/gptj-model-server

Production http server for our finetuned gpt-j model gptj-title-teaser-10k.

Primary LanguagePythonMIT LicenseMIT

GPTJ Model Server

This repo provides the code for serving our finetuned gptj-title-teaser-10k model in production using a simple HTTP server.

NOTE: There is an even faster server for this model, built with the Potassium framework. Please use the Potassium Server for optimal performance.

GitHub

Quickstart:

Curious to get your hand on our finetuned gpt-j model for title and teaser generation?

You can check it out with docker:

  1. Run docker build -t gptj-title-teaser-10k . && docker run -it gptj-title-teaser-10k to build and run the docker container.

Or you can check it out manually:

  1. Run pip3 install -r requirements.txt to download dependencies.
  2. Run python3 server.py to start the server.
  3. Run python3 test.py in a different terminal session to test against it.
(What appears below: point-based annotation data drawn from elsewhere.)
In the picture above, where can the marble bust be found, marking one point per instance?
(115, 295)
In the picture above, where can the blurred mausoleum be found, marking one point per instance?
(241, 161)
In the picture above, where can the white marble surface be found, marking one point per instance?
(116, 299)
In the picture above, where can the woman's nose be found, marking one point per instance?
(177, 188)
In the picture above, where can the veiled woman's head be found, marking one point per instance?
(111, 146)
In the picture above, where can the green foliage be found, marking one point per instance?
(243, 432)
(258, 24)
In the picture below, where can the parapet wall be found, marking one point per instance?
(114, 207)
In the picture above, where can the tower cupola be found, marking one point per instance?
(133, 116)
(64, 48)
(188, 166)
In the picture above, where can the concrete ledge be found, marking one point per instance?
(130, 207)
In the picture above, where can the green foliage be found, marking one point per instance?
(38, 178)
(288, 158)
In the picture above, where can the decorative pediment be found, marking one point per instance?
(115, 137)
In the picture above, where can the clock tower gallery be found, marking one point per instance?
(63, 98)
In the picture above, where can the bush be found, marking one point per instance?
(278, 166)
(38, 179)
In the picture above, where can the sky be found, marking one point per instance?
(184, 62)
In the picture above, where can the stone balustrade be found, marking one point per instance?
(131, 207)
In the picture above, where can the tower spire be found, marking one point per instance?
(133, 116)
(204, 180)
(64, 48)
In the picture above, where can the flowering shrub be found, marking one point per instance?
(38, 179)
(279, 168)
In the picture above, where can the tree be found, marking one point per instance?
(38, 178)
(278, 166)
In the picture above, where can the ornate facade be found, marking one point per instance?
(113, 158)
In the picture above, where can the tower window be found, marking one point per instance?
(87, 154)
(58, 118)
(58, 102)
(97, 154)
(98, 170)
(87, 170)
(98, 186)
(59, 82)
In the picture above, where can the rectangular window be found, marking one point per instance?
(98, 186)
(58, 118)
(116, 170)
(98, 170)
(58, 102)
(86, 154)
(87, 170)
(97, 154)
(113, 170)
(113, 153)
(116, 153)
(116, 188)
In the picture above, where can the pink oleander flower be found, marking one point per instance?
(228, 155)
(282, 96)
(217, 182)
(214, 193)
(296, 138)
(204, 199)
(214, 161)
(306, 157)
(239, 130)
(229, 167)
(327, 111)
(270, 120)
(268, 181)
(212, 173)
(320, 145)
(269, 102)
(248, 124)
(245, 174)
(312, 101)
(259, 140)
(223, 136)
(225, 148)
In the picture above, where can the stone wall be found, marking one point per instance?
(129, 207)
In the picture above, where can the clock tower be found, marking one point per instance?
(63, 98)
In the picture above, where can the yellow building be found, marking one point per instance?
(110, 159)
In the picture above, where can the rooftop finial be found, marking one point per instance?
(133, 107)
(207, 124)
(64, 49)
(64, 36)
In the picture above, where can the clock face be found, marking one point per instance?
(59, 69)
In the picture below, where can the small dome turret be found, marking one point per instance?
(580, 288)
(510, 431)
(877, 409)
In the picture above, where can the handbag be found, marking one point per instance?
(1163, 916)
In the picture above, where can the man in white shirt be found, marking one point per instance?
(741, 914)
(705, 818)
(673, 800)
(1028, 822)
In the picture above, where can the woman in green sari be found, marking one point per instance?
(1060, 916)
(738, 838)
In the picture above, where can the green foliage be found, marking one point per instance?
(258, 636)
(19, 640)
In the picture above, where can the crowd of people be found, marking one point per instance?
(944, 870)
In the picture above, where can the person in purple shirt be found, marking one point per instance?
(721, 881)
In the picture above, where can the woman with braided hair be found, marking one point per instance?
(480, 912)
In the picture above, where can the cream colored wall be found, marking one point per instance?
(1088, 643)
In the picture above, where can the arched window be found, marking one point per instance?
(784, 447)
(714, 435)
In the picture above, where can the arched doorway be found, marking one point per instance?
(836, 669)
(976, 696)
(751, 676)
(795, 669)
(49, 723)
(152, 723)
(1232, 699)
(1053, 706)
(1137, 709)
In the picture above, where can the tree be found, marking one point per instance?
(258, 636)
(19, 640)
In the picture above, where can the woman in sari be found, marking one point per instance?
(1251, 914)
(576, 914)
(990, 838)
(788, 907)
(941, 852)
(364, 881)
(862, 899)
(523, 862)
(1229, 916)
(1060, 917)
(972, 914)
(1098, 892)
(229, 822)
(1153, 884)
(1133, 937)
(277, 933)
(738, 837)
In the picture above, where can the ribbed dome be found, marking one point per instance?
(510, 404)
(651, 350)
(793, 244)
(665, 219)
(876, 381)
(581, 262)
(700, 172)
Note: Model requires a GPU with ~ 12GB memory for generation!

Overview:

  1. app.py contains the code to load and run the model for inference.
  2. You can run a simple test with test.py!

if deploying using Docker:

  1. download.py is a script to download our finetuned model weights at build time.

Production:

This repo provides you with a functioning http server for our finetuned gptj-title-teaser-10k model. You can use it as is, or package it up with our provided Dockerfile and deploy it to your favorite container hosting provider!

We are currently running this code on Banana, where you can get 1 hour of model hosting for free. Feel free to choose a different hosting provider. In the following section we provide instructions for deployment with Banana.

🍌

To deploy to Banana Serverless:

  • Fork this repo
  • Log in to the Banana App
  • Select your forked repo for deploy

It'll then be built from the dockerfile, optimized, then deployed on Banana Serverless GPU cluster.
You can monitor buildtime and runtime logs by clicking the logs button in the model view on the Banana Dashboard.

Demo Integration:

When build and optimization finished successfully you will find your credentials printed in the build logs.

Your model was updated and is now deployed!
It is runnable with the same credentials:

API_KEY=Your-Personal-Api-Key
MODEL_KEY=Your-Personal-Model-Key

You need these keys to hook up the web app with the model.
To setup the frontend follow the instructions in the web-app repository.